Can HOAs Restrict The Use of Antennas or Satellite Dishes?

By: Christopher R. Moore, Esq.

In 1996, acting under regulatory authority delegated by Congress in the Telecommunications Act, the FCC issued its rule on Over-the-Air Reception Devices (“OTARD”) Rule, 47 C.F.R. §1.4000.  OTARD protects consumer access to video programming by prohibiting restrictions on the installation, maintenance, or use of certain reception devices. Under the rule, HOA’s, condo associations, and landlords cannot unreasonably restrict the use of antennas designed to receive wireless cable or local television broadcasts or satellite dishes not exceeding one meter in diameter. 

Owners and renters are protected by OTARD to the extent they have access to an area of “exclusive use” where the antenna or dish can be installed.  The rule does not allow installation of antennas in commons areas.  So, for instance, OTARD does not give a condo owner the right to install a satellite dish on the roof of the building (assuming the roof is a common element).  OTARD also does not protect antennas which extend outside of the consumer’s exclusive-use area.

Homeowners associations can enforce reasonable restrictions relating to satellite dishes and TV antennas that do not impair (or unreasonably increase the expense of) installation, maintenance, or use of the devices.  A rule that designates specific areas where antennas and dishes may be placed is enforceable if an acceptable signal is available in the area and the restriction does not unreasonably increase the owner’s costs.

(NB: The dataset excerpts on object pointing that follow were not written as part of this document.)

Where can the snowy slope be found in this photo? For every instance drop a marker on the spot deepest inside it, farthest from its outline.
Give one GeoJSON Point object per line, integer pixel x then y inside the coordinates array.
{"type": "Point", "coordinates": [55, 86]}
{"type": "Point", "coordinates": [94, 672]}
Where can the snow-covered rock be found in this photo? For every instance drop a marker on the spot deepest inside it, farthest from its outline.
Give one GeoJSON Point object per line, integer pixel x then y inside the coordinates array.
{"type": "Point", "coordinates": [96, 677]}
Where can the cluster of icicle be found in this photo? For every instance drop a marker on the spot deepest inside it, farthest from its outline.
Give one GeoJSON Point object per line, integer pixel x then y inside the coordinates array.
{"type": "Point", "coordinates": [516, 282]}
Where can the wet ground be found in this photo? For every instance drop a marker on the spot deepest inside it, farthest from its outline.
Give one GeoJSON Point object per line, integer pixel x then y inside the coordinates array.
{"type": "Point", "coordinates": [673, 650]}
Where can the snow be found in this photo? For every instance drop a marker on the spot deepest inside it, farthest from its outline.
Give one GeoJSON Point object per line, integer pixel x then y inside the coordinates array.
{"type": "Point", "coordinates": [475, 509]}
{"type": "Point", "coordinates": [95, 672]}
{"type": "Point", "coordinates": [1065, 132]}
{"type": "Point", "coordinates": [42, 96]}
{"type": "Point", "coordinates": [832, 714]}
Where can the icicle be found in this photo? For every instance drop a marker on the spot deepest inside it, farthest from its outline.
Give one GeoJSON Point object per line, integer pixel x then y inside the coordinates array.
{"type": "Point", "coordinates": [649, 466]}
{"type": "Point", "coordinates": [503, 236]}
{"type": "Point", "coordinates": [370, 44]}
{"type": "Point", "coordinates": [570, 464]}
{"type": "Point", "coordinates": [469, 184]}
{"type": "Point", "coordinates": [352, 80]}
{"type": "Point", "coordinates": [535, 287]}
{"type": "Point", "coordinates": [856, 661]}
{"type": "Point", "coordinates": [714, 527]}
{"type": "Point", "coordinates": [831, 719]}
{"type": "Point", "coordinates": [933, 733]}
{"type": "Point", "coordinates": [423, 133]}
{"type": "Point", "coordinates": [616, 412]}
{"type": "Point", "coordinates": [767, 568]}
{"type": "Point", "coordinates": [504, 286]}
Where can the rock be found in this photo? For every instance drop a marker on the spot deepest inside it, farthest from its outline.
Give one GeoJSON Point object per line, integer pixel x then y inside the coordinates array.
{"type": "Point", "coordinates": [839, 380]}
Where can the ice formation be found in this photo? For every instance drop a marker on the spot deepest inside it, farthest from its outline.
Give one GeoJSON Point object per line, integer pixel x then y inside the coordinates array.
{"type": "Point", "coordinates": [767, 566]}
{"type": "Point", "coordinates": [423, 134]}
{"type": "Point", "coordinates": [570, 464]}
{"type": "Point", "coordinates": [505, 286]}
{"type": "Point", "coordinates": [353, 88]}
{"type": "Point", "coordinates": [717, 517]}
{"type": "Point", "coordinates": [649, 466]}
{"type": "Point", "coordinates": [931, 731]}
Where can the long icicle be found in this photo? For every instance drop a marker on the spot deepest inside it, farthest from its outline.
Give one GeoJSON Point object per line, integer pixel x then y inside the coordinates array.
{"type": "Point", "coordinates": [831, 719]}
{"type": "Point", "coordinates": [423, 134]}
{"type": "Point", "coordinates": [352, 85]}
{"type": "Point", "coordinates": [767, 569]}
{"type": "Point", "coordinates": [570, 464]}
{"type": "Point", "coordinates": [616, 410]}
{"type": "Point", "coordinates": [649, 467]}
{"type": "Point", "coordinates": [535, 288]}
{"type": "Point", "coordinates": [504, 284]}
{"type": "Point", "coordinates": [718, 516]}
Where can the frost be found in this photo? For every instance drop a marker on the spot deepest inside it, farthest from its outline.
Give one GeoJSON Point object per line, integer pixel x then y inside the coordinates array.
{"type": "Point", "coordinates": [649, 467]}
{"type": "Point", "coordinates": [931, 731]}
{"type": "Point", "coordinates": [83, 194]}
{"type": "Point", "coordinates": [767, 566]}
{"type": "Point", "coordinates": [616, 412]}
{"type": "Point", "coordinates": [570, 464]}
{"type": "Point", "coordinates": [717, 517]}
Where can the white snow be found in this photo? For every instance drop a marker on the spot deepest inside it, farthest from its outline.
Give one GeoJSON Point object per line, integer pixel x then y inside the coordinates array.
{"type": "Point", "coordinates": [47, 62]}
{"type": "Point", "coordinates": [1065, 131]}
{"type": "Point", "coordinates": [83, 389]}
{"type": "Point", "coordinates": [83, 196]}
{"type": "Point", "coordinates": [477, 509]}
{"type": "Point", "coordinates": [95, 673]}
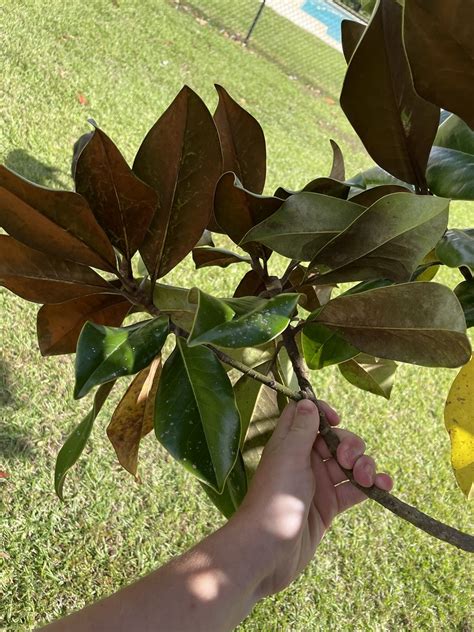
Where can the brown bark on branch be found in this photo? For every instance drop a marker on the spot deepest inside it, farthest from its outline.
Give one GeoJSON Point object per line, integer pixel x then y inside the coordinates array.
{"type": "Point", "coordinates": [439, 530]}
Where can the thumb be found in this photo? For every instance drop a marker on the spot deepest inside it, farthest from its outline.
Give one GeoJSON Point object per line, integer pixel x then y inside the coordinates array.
{"type": "Point", "coordinates": [304, 427]}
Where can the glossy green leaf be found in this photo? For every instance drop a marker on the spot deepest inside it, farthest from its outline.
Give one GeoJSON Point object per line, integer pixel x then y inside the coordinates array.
{"type": "Point", "coordinates": [396, 125]}
{"type": "Point", "coordinates": [454, 133]}
{"type": "Point", "coordinates": [196, 418]}
{"type": "Point", "coordinates": [323, 347]}
{"type": "Point", "coordinates": [205, 257]}
{"type": "Point", "coordinates": [75, 443]}
{"type": "Point", "coordinates": [375, 375]}
{"type": "Point", "coordinates": [364, 286]}
{"type": "Point", "coordinates": [440, 47]}
{"type": "Point", "coordinates": [252, 356]}
{"type": "Point", "coordinates": [375, 176]}
{"type": "Point", "coordinates": [57, 223]}
{"type": "Point", "coordinates": [465, 295]}
{"type": "Point", "coordinates": [304, 224]}
{"type": "Point", "coordinates": [59, 325]}
{"type": "Point", "coordinates": [211, 312]}
{"type": "Point", "coordinates": [387, 240]}
{"type": "Point", "coordinates": [106, 353]}
{"type": "Point", "coordinates": [324, 186]}
{"type": "Point", "coordinates": [374, 194]}
{"type": "Point", "coordinates": [234, 491]}
{"type": "Point", "coordinates": [181, 159]}
{"type": "Point", "coordinates": [215, 322]}
{"type": "Point", "coordinates": [456, 248]}
{"type": "Point", "coordinates": [418, 323]}
{"type": "Point", "coordinates": [459, 422]}
{"type": "Point", "coordinates": [251, 284]}
{"type": "Point", "coordinates": [122, 204]}
{"type": "Point", "coordinates": [174, 301]}
{"type": "Point", "coordinates": [450, 173]}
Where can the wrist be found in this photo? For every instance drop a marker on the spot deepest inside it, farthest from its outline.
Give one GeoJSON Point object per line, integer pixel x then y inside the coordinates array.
{"type": "Point", "coordinates": [254, 550]}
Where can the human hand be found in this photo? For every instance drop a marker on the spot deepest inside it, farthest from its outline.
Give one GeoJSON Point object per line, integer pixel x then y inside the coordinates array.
{"type": "Point", "coordinates": [298, 489]}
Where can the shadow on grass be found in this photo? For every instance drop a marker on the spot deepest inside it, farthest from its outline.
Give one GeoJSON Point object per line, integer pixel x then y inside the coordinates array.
{"type": "Point", "coordinates": [20, 161]}
{"type": "Point", "coordinates": [13, 442]}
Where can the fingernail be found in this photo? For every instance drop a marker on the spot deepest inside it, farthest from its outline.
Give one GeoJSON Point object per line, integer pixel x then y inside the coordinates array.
{"type": "Point", "coordinates": [305, 407]}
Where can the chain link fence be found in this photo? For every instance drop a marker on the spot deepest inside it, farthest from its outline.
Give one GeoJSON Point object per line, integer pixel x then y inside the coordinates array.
{"type": "Point", "coordinates": [301, 36]}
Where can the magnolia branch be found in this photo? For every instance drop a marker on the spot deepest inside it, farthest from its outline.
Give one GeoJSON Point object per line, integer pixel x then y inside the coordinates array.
{"type": "Point", "coordinates": [401, 509]}
{"type": "Point", "coordinates": [437, 529]}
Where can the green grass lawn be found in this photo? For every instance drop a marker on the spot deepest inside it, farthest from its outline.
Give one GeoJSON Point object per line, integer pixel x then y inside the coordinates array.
{"type": "Point", "coordinates": [128, 59]}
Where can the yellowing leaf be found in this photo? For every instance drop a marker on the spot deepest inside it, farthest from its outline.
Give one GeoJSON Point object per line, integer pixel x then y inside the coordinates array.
{"type": "Point", "coordinates": [133, 417]}
{"type": "Point", "coordinates": [459, 420]}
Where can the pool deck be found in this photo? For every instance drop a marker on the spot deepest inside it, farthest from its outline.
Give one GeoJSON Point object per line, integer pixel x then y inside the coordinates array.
{"type": "Point", "coordinates": [291, 9]}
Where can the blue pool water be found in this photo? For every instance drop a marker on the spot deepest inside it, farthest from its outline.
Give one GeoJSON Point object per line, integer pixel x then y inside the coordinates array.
{"type": "Point", "coordinates": [329, 14]}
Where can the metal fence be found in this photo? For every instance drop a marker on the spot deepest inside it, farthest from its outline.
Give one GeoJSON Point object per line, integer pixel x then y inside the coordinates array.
{"type": "Point", "coordinates": [301, 36]}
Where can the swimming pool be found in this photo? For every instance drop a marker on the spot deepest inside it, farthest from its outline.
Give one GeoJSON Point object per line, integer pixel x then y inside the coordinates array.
{"type": "Point", "coordinates": [329, 14]}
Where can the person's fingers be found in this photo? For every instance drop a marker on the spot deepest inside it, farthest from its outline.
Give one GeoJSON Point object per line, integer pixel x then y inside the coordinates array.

Restrictions expressly intended for safety or for historic preservation are enforceable under OTARD under certain circumstances.  Safety-related restrictions must be no more burdensome on the owner than what is necessary for the safety objective.  The historic preservation exemption only applies if the property is included within the National Register of Historic Places, or eligible for inclusion.  If a restriction is challenged, the HOA has the burden of showing that the restriction does not violate the rule.